BJP’s ‘Aar Noi Annay’ Campaign For Bengal Is Good, But May Not Be Enough To Unseat Trinamool In 2021

BJP’s ‘Aar Noi Annay’ Campaign For Bengal Is Good, But May Not Be Enough To Unseat Trinamool In 2021Union Home Minister Amit Shah at a rally in Kolkata on Sunday, 1 March (Twitter/@AmitShah)
  • BJP’s campaign for Bengal 2021 promises to highlight everything the Trinamool is doing wrong, but without offering a credible alternative leader and plan, it may not bring the desired result.

The Bharatiya Janata Party (BJP) has at long last come up with its own ‘Aar Noi Annay’ (No More Injustices) to counter the Trinamool’s ‘Didi Ke Bolo’ (tell Didi) campaign.

Shah’s long list of charges

Union Home Minister Amit Shah launched the campaign at an impressive rally in Kolkata on Sunday.

The campaign, hopes the BJP, will be the perfect foil to the Trinamool’s ‘Didi ke bolo’ outreach that has been designed and is being executed by Prashant Kishore’s team.

Shah has set the mood for the forthcoming polls to more than a hundred civic bodies (including the Kolkata Municipal Corporation) in April and for the crucial Assembly elections next year.

His speech (watch this) was a call to BJP cadres to launch an aggressive political battle against the Trinamool.

Shah’s speech indicated that the Citizenship Amendment Act (CAA) will be central to the BJP’s combative pitch against the Trinamool in Bengal. Shah accused Mamata of protecting illegal Bangladeshi Muslim infiltrators while opposing citizenship to persecuted Hindus and other minorities from Bangladesh, Pakistan and Afghanistan.

Appeasement of Muslims was another highlight of Shah’s attack on the Trinamool. He highlighted the fact that restrictions have been put on organising Saraswati Puja in schools and on Ram Navami celebrations.

The Union Home Minister also attacked the Trinamool on corruption, extortion, failure to attract investments and widespread unemployment.

He also highlighted the removal of Article 370, contending that it was a fulfilment of Shyama Prasad Mookherjee’s dream of ‘Ek Vidhan, Ek Pradhan, Ek Nishan’ (uniform law, one chief and one flag).

He also said that the long-cherished dream of Hindus for a Ram Mandit at Ram Janmabhoomi has been finally achieved, thanks to the BJP’s untiring efforts.

Shah held the Trinamool responsible for Bengal’s abysmal law and order situation, pointing to the rapes, murders, extortions and general lawlessness in the state.

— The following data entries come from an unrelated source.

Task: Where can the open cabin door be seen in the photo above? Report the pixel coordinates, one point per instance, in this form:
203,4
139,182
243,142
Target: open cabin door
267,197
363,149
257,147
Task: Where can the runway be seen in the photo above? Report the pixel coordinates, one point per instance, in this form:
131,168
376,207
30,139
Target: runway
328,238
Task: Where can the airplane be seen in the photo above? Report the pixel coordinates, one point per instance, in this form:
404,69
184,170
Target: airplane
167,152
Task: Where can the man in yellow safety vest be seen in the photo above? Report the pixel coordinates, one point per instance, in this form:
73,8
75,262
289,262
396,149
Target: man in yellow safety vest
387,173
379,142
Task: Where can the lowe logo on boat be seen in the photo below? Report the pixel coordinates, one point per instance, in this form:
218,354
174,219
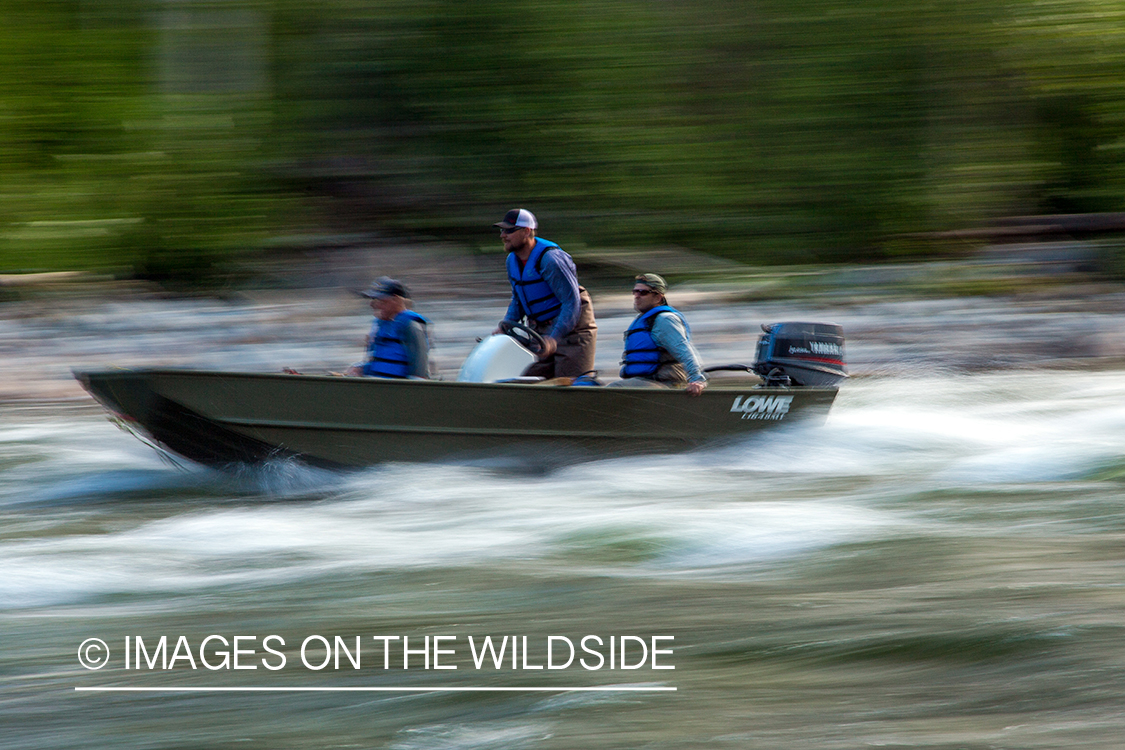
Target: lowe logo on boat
762,407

He also accused the Trinamool of depriving the people of Bengal from the benefits of many welfare schemes launched by the Modi government and promised a ‘Sonar Bangla’ (golden Bengal) once the BJP comes to power in the state.

Will it be enough?

But this largely negative (anti-Trinamool) campaign has to be supplemented by a positive one telling Bengal’s masses exactly what the BJP will do when it comes to power in Bengal.

The BJP top brass have to prepare a comprehensive manifesto that will lay out a blueprint for the industrial and economic revival of Bengal.

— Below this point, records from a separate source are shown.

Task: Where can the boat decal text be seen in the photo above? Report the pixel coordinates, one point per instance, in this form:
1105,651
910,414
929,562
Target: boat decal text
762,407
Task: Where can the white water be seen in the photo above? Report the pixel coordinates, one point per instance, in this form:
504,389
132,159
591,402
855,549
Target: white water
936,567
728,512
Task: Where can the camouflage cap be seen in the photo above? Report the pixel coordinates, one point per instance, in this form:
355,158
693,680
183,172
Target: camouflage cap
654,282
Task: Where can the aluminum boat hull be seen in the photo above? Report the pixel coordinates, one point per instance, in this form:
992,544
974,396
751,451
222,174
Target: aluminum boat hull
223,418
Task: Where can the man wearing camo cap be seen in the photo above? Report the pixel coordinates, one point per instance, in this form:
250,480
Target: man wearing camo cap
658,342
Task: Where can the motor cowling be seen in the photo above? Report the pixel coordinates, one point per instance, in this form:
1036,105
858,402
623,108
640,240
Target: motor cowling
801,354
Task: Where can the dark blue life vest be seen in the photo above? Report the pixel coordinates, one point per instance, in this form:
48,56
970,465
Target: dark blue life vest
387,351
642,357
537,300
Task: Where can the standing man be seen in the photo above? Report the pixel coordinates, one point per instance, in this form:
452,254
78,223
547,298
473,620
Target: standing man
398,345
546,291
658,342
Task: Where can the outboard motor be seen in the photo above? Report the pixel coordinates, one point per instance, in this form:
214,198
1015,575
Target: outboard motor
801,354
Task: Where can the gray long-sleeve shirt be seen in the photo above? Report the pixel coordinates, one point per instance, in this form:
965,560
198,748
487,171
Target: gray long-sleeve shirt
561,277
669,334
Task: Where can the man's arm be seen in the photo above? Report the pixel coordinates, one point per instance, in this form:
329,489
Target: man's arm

This manifesto should not talk in vague terms about attracting investments and providing employment; it should spell out exactly how this is going to be done.

South Bengal, which includes Kolkata, has remained Trinamool’s bastion and if the BJP wants to come to power in the state, it has to breach this bastion in a big way. People of Kolkata and South Bengal are unlikely to buy vague promises.

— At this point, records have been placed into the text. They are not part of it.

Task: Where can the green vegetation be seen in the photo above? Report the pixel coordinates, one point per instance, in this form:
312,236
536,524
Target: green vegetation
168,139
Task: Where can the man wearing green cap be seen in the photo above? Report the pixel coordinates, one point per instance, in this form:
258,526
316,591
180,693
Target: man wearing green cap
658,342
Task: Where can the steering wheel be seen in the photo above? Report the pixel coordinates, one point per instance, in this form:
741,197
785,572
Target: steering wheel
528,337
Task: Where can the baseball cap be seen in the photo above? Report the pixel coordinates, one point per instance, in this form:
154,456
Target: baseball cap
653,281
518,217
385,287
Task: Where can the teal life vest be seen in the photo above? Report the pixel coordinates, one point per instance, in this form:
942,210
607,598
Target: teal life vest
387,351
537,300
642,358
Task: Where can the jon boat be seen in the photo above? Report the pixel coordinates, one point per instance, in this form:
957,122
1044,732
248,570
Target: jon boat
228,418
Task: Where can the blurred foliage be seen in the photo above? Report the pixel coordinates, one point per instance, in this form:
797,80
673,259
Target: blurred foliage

The BJP also has to display concrete action on cracking down on corruption. The chit fund scams that defrauded millions of people, especially the poor, of their life’s savings was a fantastic opportunity for the BJP to display its resolve to punish the corrupt.

Unfortunately, thanks to CBI’s inaction and its failure to frame chargesheets against the guilty even after eight years, that opportunity has been squandered. The BJP’s corruption plank against the Trinamool will only seem to wok if and when people see action being taken against those the BJP accuses of corruption.

The BJP also has to put in place a shadow cabinet with credible faces to project a viable alternative to Bengal’s electorate.

Going to the Assembly polls next year without a chief ministerial face and without an impressive lineup of names who will helm important ministries like finance, industries, home, health, urban and rural development, agriculture, water resources, education, IT, transport etc may not be a good idea.

This is especially true for those urban or semi-urban, educated middle-classes who might be looking to vote out the Trinamool, but would want to know the alternatives that the BJP offers.

The BJP, thus, needs to frame a positive campaign offering a concrete blueprint. Just promising ‘Sonar Bangla’ may not find many takers.